Why am I blogging so often in the last day? I want to make it to the polls early this morning, but I just can’t go to sleep. As potents such as baseball and football games, and eclipses and other means of prognostication have made their appearance in this year’s campaign, it is truly fitting that Election Day falls on All Souls’ Day, a.k.a. El Día de los Muertos. The day in Mexico and other Latin cultures is celebrated with parades, special desserts, and prayers and remembrances. The traditional prayer ritual to help spring a soul out of purgatory is six Our Father’s, six Hail Mary’s, and six Glory Be’s.
The11th-hour campaign ads, especially the chain letter ones, are really annoying me.
Quoting from the ad:
Capital Punishment killed 98 Americans
War in Iraq killed 100,000 people
Abortionists murdered 1,750,656 American infants
P-Diddy’s “Vote or Die” slogan actually accurately describes the balancing act among various varieties of life or death issues: 1. War, 2. Abortion and 3. Capital Punishment. You would think that you would have to be all for or all against all three to be intellectually consistent. But the candidates are not. Bush is arguably reluctantly for 1, against 2, and enthuastically for 3; Kerry is arguably reluctantly against 1, backs 2, and against 3.

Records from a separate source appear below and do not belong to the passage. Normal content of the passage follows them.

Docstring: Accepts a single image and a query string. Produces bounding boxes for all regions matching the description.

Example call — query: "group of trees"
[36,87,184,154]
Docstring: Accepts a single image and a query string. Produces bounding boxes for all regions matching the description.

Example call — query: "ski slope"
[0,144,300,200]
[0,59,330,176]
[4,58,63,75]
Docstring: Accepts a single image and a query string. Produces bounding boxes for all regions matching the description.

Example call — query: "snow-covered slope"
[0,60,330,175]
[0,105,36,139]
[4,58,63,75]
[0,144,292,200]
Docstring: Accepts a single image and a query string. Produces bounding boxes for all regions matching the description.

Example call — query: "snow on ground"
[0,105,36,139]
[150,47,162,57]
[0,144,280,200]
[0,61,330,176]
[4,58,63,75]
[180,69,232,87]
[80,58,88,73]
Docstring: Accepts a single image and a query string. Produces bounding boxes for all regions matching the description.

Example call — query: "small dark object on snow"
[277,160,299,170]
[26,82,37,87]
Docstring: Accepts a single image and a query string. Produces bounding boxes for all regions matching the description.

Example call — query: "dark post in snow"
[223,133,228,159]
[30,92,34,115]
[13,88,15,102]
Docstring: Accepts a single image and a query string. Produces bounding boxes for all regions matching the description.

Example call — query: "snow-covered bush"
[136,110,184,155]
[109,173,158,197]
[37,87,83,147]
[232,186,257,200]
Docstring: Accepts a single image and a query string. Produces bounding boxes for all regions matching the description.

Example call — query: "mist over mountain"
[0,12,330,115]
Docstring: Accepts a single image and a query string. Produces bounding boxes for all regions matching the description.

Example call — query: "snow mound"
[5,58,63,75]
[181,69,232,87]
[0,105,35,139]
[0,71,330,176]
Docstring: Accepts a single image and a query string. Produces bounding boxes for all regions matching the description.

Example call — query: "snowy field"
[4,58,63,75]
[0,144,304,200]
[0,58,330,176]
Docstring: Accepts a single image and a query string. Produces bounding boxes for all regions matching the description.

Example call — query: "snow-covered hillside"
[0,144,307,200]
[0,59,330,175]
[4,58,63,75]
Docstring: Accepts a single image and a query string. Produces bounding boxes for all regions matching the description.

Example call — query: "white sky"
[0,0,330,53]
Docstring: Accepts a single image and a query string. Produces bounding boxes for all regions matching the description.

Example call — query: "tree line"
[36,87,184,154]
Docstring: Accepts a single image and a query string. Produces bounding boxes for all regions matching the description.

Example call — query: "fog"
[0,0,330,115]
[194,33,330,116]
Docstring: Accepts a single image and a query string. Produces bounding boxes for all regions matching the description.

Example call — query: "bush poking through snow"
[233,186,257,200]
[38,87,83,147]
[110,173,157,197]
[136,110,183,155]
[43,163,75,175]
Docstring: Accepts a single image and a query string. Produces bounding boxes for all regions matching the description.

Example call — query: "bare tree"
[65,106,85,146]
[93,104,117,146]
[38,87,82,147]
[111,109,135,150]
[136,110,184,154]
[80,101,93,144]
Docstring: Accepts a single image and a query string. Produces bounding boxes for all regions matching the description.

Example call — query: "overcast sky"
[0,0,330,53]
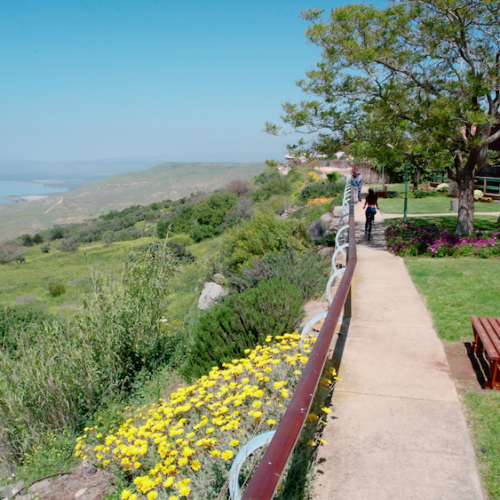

What is the rationalization? Taking both candidates’ positions, either all three should be justifiable for specific reasons, or all forms of death infliction are always wrong, no matter what the form or reason. Yet, we have this relative picking and choosing, or even worse, the Machiavellian calculus in the ad of pitting a lot of deaths against a lot of lives. No wonder we can’t collectively make up our minds. Not at least until we can put everyone through a college level ethics course.
On a more somber note, a friend’s wife had a miscarriage yesterday. I was in their wedding party a year and a half ago. My mother had a miscarriage before having me; I always wondered how things might have been different. Pray for their souls, and pray for ours. The Latin word for hope, prayer, or wish has carried into English as the act we will do today: vote.